Il est étonnant de se trouver face à une oeuvre où humour noir, terreur, pessimisme et humanisme cohabitent.

Le film commence dans le salon bourgeois des Shelley où la jeune Mary se délecte de raconter sa nouvelle histoire débutant sur un coup de théâtre et nous plongeant directement dans l'action : la créature de Frankenstein est toujours en vie.Ambiance fin XIX ème parfaitement retranscrite par Whale où de jeunes intellos malicieux adorent se faire peur.

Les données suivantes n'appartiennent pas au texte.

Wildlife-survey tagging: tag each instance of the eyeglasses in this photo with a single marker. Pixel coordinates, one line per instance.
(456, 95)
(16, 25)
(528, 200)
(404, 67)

Notre monstre ainsi ressucité acquiert une dimension encore plus humaine dont l'incompréhension de nos semblables envers lui n'en sera que plus cruelle.Parfois nous sommes face à un enfant qui articule quelques mots,qui fume tant bien que mal sa première clope et qui pleure quelques larmes.Boris Karloff est magistral, ce fut dit et redit mais je ne peux m'empêcher d'admirer cette prestation mêlant colère,force physique et innocence.
Car tout est ambigu dans Frankenstein, à commencer par le titre:combien confondent encore la créature et le docteur?Evidemment c'est voulu par l'auteure,mais ici pour qui est la fiancée alors?N'est ce pas une brillante idée que d'avoir fait jouer la créature féminine et Mary Shelley par la même actrice?(Elsa Lanchester)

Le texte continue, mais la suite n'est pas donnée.